Originally dates back to the days of WarCraft, when a map designer mispelled "Own" as "Pwn". What was originally supose to be "player has been owned." was "player has been pwned".
What used to be a bit of chest-thumping limited to the MMORPG world is now the basis for a system of government and a mandate from the masses. It's what Trump's fans most love about him and his style, it's the Left's perpetual demand for those it puts in power, and it's a formula used by fringe firebrands like AOC and the Squad, Marjorie Taylor Greene, Matt Gaetz, talking heads like Ann Coulter, Alex Jones, Michael Moore, and Keith Olbermann, and far too many more to name here.
All of them and more thrive on confrontation, division, discord, and perpetual finger-pointing. Meanwhile, with a divided government and razor thin margins in both houses of Congress, the only way anything is going to get done is with cooperation.
Politicians do what they want once elected, but who gets elected is ultimately up to the voters. When voters want a pwning partisan, that's what they're going to end up with. When the people on the Right want to "pwn the libtards," they're not apt to vote for sober and measured cooperators. When the Left wants to frogstomp the unwashed masses, they're not going to pick moderates and conciliators.
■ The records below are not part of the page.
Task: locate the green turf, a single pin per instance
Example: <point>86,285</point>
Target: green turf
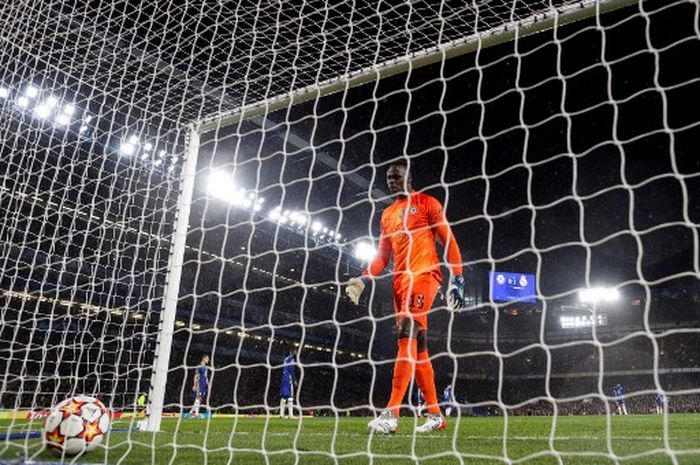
<point>634,440</point>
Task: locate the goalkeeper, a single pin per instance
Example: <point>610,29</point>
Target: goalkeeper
<point>409,229</point>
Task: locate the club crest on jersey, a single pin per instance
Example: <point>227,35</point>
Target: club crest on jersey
<point>411,211</point>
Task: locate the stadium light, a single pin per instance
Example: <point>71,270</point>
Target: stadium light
<point>365,251</point>
<point>31,92</point>
<point>43,111</point>
<point>274,214</point>
<point>596,295</point>
<point>62,119</point>
<point>127,148</point>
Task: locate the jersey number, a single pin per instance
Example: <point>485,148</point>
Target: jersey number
<point>417,301</point>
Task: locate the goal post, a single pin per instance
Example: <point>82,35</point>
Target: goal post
<point>159,376</point>
<point>514,27</point>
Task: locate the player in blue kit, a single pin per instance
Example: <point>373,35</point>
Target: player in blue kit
<point>200,386</point>
<point>659,400</point>
<point>619,393</point>
<point>448,400</point>
<point>420,402</point>
<point>287,386</point>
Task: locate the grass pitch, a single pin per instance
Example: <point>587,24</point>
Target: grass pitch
<point>631,440</point>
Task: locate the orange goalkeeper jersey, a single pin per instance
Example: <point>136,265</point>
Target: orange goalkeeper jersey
<point>409,228</point>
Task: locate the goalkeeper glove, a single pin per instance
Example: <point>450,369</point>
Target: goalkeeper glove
<point>355,287</point>
<point>455,293</point>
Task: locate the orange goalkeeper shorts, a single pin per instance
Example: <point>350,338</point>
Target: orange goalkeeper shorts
<point>413,298</point>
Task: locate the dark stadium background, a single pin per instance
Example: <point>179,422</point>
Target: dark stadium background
<point>537,161</point>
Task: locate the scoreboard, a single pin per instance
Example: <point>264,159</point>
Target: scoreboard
<point>512,287</point>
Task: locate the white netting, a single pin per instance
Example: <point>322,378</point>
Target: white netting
<point>233,144</point>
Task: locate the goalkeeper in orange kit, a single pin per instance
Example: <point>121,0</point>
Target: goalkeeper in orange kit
<point>409,229</point>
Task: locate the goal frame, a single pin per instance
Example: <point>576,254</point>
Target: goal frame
<point>510,31</point>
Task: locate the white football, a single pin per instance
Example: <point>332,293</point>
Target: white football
<point>76,425</point>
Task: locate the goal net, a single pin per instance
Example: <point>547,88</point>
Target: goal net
<point>187,187</point>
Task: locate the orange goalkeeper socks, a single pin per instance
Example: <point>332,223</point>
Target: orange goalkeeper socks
<point>403,372</point>
<point>425,378</point>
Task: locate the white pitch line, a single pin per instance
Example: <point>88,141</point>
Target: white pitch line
<point>449,436</point>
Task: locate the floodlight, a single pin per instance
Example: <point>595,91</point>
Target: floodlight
<point>62,119</point>
<point>31,91</point>
<point>274,213</point>
<point>127,148</point>
<point>365,251</point>
<point>42,111</point>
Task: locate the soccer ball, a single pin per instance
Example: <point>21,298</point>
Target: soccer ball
<point>76,425</point>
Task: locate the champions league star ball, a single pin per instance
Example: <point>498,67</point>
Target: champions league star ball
<point>76,425</point>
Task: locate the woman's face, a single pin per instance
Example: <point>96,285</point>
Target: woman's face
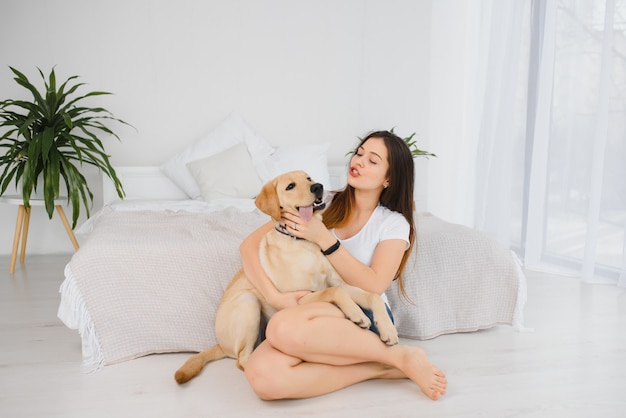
<point>369,165</point>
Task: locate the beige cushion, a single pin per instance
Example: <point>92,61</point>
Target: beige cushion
<point>227,174</point>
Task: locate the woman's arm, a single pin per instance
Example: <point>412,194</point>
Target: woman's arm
<point>249,250</point>
<point>374,278</point>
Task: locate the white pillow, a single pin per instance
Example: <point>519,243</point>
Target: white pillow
<point>231,131</point>
<point>310,158</point>
<point>227,174</point>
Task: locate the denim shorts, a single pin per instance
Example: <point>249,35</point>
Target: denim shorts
<point>370,315</point>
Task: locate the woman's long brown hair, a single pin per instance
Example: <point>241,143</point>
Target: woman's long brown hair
<point>398,196</point>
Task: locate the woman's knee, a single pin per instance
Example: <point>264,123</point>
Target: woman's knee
<point>262,375</point>
<point>283,329</point>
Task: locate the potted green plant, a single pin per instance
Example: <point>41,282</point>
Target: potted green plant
<point>49,138</point>
<point>411,143</point>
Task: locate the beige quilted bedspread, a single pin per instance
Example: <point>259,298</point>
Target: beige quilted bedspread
<point>150,282</point>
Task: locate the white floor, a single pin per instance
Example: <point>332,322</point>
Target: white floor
<point>572,365</point>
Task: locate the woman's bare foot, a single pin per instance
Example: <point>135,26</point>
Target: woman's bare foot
<point>429,378</point>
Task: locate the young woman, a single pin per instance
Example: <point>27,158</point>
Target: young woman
<point>312,349</point>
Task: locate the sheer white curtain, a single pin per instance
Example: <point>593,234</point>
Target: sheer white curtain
<point>550,106</point>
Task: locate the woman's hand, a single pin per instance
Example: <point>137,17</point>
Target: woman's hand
<point>282,300</point>
<point>312,230</point>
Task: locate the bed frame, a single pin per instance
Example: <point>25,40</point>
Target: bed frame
<point>149,182</point>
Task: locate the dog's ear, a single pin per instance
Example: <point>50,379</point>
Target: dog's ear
<point>267,200</point>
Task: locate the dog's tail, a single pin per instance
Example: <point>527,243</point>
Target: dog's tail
<point>193,366</point>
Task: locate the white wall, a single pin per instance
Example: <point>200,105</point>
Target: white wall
<point>299,72</point>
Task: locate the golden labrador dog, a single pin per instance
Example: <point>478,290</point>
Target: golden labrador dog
<point>292,264</point>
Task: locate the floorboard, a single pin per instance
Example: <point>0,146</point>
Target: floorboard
<point>573,364</point>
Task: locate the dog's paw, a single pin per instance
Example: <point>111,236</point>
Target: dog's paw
<point>388,333</point>
<point>359,318</point>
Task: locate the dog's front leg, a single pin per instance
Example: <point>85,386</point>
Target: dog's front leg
<point>337,296</point>
<point>375,303</point>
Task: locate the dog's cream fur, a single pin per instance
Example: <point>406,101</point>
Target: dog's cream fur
<point>292,264</point>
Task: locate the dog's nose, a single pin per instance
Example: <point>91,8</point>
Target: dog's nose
<point>317,189</point>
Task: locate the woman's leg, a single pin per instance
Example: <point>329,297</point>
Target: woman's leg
<point>312,350</point>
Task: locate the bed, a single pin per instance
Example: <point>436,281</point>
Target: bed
<point>151,269</point>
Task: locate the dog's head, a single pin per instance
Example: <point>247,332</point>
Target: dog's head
<point>294,190</point>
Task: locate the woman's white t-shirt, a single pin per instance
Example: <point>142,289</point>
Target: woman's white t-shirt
<point>382,225</point>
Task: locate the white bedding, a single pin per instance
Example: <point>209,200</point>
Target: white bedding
<point>149,275</point>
Pwners often turn on their own. The socialists of the Left rip any Democrat who even hints at cooperation. The savagers on the Right dub anyone who doesn't spend every minute ripping the Left (or who dares to criticize the Untethered Orange Id) as a RINO, no matter what.
Even Mitch McConnell, who was as skillful a Senate Majority leader as I can recall, and who spawned this hysterical meme,
is now the subject of wrath and ire from people who forget how good a job he did for their party. Simply because he isn't 100% about pwning the Dems.
People have to decide if they want the country to actually make some headway in fixing problems, or if it's more important to crush their neighbors under a boot.
Even if we exclude the fringes of the far-Left and angry-Right, who'd rather chew hot asphalt than purse harmony, there are enough Americans who'd be happier in a state of neighborliness than in perpetual rancor.
As the GOP's process of selecting a challenger to Biden proceeds, everyone should ask himself or herself: “do I want someone who'll fix things, or is my priority to see my person stand on the figurative corpses of my political counterparts?”